Zu meinen Aufgaben gehört ja das Bekochen der Besatzung. Aber nur als Nebenaufgabe.
Des weiteren bin ich für folgendes zuständig und verantwortlich. Konservierungsarbeiten an
Deck( entrosten,schleifen,konservieren und malen), Farbverwaltung und Bestellung, Reinigung
der gemeinsamen Innenräume(Messe,Gänge und Kombüse) und das Deck und die Aufbauten
müssen auch mal gewaschen werden. Nun kommen wir zu den eigentlichen Aufgaben. In der
Regel sind wir von 24 Stunden 14 Stunden einsetzbar um Schiffe an und abzulegen und
Pontons innerhalb des Hafens zu verschleppen. Dabei stelle ich dann die Schleppverbindung
her. Es wird mir vom Schiff eine sogenannte Wurfleine zugeschmissen. Diese verbinde ich dann
mit einem 30 Meter langem dünnen Draht, der mit unserem eigentlichen Schleppdraht
verbunden ist. Dieser Draht hat je nach PS-Kraft der Schlepper eine Stärke von 28mm bis
56mm. Die Länge des Drahtes beträgt 30 Meter, dann ein Ruckdämpfer von 8 Meter Länge
aus synthetischen Fasern bei einer Stärke von ca.100mm, dann der eigentliche Schleppdraht
mit einer Länge von 130 Meter vom Hafenschlepper und bis zu 900 Meter auf einem
Seeschlepper. Auch die Seeschlepper werden im Hafen eingesetzt.
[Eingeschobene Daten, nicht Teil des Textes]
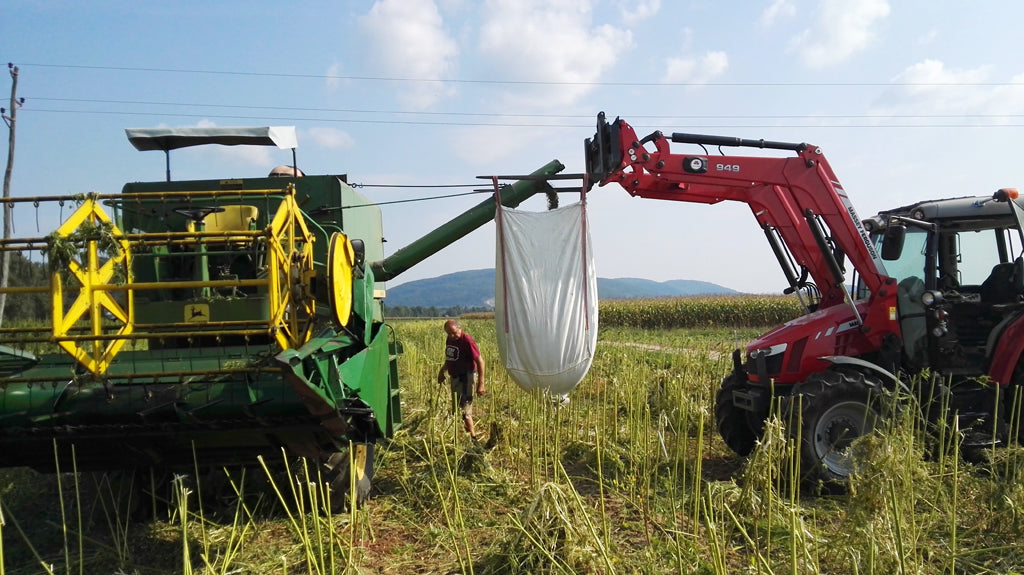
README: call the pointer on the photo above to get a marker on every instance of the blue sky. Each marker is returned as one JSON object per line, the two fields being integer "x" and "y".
{"x": 908, "y": 100}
Da die heutigen Schiffe bis
zu 400 Meter lang sind, werden auch diese Kraftprotze der See im Hafenbetrieb eingebunden.


Aufgaben des Maschinisten:
Der Maschinist (Chief) ist für die Maschinenanlage verantwortlich. Es sind sehr
leistungsfähige Maschinen mit einer Vielzahl an Pumpen , Aggregaten und Hilfsmaschinen.
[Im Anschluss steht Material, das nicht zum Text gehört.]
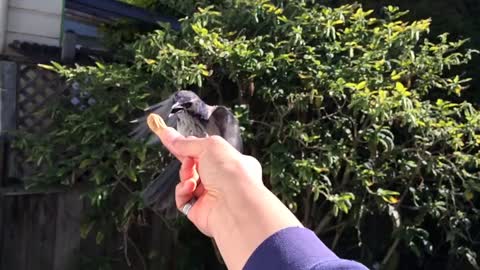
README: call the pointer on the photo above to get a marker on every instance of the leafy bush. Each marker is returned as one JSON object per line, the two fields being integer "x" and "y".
{"x": 359, "y": 130}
Diese Anlagen müssen regelmäßig gewartet, gesäubert und auch mal repariert werden.
Ebenso muss der Maschinenraum in regelmäßigen Abständen gereinigt und auch mal
gestrichen werden. Die Winden an Deck müssen immer geschmiert sein, genauso wie alle
beweglichen mechanischen Einrichtungen. Ein sehr wichtiger Punkt ist noch die
Feuerlöscheinrichtung, die auch in regelmäßigem Abstand erprobt werden muss.
An Bord meines Schleppers befinden sich 2 Löschmonitore mit einer Pumpenleistung von
ca.2400m3 in der Stunde bei einer Wurfweite von 120 Metern. Wir haben auch eine
Selbstschutzanlage. Das heißt, wir können den Schlepper durch unzählige Düsen in einem
Wassernebel hüllen um so dicht wie möglich an einen Brandherd zu gelangen. Ferner haben
wir für spezielle Gefahrenabwehr eine Gaswarnanlage und können den Schlepper bei einem
Chemikalien-Unfall einsetzen. Dafür werden die Aufbauten komplett Luftdicht verriegelt(Alle
Türen, Bullaugen und Lüfterklappen werden dicht gemacht)
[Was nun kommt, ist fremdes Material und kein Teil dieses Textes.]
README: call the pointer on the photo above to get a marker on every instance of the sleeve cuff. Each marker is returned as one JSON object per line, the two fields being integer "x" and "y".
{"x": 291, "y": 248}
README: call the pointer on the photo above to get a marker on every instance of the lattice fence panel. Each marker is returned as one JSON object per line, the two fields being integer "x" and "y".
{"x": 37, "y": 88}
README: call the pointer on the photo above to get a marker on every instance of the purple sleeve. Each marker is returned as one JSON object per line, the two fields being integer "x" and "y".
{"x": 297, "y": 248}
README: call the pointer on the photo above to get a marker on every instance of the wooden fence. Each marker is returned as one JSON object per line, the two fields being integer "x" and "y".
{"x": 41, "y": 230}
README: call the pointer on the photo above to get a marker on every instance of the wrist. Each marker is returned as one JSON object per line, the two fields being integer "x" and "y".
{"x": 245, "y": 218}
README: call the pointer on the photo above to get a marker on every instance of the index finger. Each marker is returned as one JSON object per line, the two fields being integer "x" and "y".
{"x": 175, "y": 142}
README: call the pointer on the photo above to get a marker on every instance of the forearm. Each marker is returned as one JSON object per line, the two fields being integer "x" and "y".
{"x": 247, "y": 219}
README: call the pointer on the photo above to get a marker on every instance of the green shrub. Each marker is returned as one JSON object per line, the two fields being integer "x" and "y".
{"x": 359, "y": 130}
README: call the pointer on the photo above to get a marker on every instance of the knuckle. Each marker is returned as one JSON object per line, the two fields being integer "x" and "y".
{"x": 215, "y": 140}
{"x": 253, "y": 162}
Im Inneren wird nun der Luftdruck erhöht und es können keine Chemikaliendämpfe oder
Rauchgase ins Schiff eindringen.


Aufgaben eines Kapitäns:
In erster Linie geht es ja darum das Schiff zu fahren und die Schleppmanöver auszuführen.
Auf einem Hafenschlepper hat der Kapitän in der Regel keinen Steuermann mit dabei, also
muss er den ganzen Papierkram erledigen. Jeder Job wird bis ins kleinste Detail schriftlich im
Schiffstagebuch (hat Urkundenstatus) festgehalten. Die schriftliche Verwaltung an Bord eines
Schleppers ist enorm. Tagesberichte, Monatsberichte, Monatsbestellungen, Schiffskassenverwaltung,
Seekartenberichtigung (wöchendlich), etliche Handbücher See berichtigen, usw.usw.usw.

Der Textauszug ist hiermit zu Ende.